Massive Health’s Holy Trinity: Technology, Healthcare, and Design.

As a healthcare communications agency devoted to raising the bar on strategic and innovative thinking, Extrovertic has launched an initiative to explore how the principles of design can be employed to improve our processes, products, and daily agency lives ((see post date 11/28/11)). 


One of the first places we looked at during our design exploration was Massive Health, a startup dedicated to infusing design and technology into healthcare. Massive Health believes a new approach to tackling the healthcare crisis is needed. According to their website, Massive Health is about “making beautiful products that sit in your pocket and give you deep insight into your health conditions.” Massive Health turns “data into meaning, and make(s) that meaning actionable.”

They recently launched an iPhone app called “The Eatery,” which is designed to help people make lasting changes to their diet. Using an iPhone, people take pictures of everything they plan to eat, give it a simple rating (Fit or Fat), and submit. Massive Health’s wonderfully executed app makes it easy to adhere to the simple rules of healthy eating and to implement the basics of successful behavioral changes.

There’s also substantiation that this approach to eating works:

1.      Sharing your goals makes you more likely to accomplish them: With The Eatery, you can share your food selections with your friends and get their reactions. In addition to helping make you more accountable to your goals, your friends may help bust your personal food myths. For example, is that daily smoothie really healthy or, as their site suggests, is it “a sugar bomb?”

2.      Eating colorful foods is a must: In keeping with Michael Pollan’s belief that food needs to be colorful, The Eatery allows pictures of your meals to become part of a patchwork quilt that can you can evaluate in a glance. Is it bland and brown or full of orange, green, purple, and red?

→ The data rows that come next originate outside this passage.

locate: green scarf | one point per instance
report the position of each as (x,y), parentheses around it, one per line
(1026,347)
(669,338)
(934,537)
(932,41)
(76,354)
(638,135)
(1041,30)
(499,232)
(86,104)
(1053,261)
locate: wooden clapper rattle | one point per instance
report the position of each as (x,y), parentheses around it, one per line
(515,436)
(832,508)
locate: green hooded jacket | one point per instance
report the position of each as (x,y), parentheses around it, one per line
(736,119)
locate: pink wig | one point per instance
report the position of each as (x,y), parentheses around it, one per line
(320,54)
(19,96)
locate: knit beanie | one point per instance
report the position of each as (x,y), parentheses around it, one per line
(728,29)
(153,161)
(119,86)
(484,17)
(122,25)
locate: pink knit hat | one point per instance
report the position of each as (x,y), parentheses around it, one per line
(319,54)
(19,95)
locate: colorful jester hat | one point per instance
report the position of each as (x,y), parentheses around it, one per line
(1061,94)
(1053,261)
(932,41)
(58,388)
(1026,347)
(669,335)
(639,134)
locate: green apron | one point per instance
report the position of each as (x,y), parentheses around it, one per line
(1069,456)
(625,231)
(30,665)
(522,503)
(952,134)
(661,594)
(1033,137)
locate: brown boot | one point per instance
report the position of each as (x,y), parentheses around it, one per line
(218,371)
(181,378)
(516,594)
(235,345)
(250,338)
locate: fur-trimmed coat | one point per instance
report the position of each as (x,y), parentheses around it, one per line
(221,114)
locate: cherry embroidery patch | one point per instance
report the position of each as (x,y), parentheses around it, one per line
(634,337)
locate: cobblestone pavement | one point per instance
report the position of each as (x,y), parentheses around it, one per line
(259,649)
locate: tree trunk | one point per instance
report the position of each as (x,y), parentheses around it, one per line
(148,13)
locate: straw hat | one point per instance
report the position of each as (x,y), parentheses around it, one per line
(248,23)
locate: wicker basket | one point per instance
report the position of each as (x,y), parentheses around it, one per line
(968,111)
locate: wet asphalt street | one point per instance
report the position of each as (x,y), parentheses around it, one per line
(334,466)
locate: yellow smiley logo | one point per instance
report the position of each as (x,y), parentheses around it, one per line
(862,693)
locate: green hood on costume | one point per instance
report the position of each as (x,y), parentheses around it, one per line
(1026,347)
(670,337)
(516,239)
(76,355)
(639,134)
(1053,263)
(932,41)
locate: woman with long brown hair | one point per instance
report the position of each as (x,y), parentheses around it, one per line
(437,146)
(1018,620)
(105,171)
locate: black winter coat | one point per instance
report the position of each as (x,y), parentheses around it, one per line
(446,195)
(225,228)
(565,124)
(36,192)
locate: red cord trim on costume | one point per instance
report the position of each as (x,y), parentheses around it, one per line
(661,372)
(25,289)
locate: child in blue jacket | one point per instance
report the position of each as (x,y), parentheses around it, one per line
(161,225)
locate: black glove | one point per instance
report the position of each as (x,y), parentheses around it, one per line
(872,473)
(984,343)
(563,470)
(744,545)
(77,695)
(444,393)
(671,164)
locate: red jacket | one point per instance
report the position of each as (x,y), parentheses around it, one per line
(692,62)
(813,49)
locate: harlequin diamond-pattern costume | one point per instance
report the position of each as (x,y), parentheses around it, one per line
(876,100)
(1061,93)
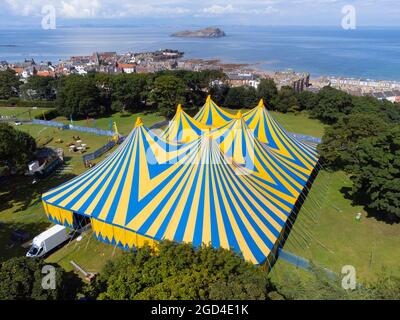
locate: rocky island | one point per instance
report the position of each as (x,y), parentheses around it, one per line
(203,33)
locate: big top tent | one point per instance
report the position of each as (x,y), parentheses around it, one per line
(220,185)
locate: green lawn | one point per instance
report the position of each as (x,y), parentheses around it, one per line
(22,112)
(325,231)
(88,253)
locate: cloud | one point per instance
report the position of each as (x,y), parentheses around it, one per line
(217,9)
(241,11)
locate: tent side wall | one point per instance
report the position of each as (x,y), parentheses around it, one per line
(59,215)
(119,236)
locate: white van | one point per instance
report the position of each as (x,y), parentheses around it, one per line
(47,241)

3.      Making small sustainable lifestyle changes is more effective than strict dieting: By compiling your eating habits in pictures and easy-to-read colorful graphs, you are able to identify small self-defeating patterns. For example, is every coffee break accompanied by a cookie break too?

I compare this beautifully designed app to the tools my daughter was given by a nutritionist to ensure she eats 4,000 calories daily—the amount required for her to participate in competitive skating. Flora got a boring three-ring binder and a stack of what looked to be slightly off-kilter mimeographed sheets straight out of a 1960s health class. Only a highly motivated, disciplined athlete like my daughter would stick to that regimen. Her baby-boomer mom certainly wouldn’t!

Massive Health says on their blog, “this iPhone application offers a simple, beautiful approach to eating better.” This is quite an accomplishment; simplicity is something we aspire to but often encounter obstacles in attaining. As someone who has spent close to 2 decades banging the health literacy drum in Big Pharma, I know how hard it is to get the simple stuff through review committees. Bigger words and complex graphics are often more technically accurate, and therefore safer from a regulatory/legal point of view.

Deadlines loom, and the folders stack up. However, apps like The Eatery provide inspiration to push back just a little harder (perhaps there’s an app that can help us make small, sustainable review committee changes). Massive Health’s first foray into merging design principles and healthcare, raises the bar for all of us involved in healthcare communications.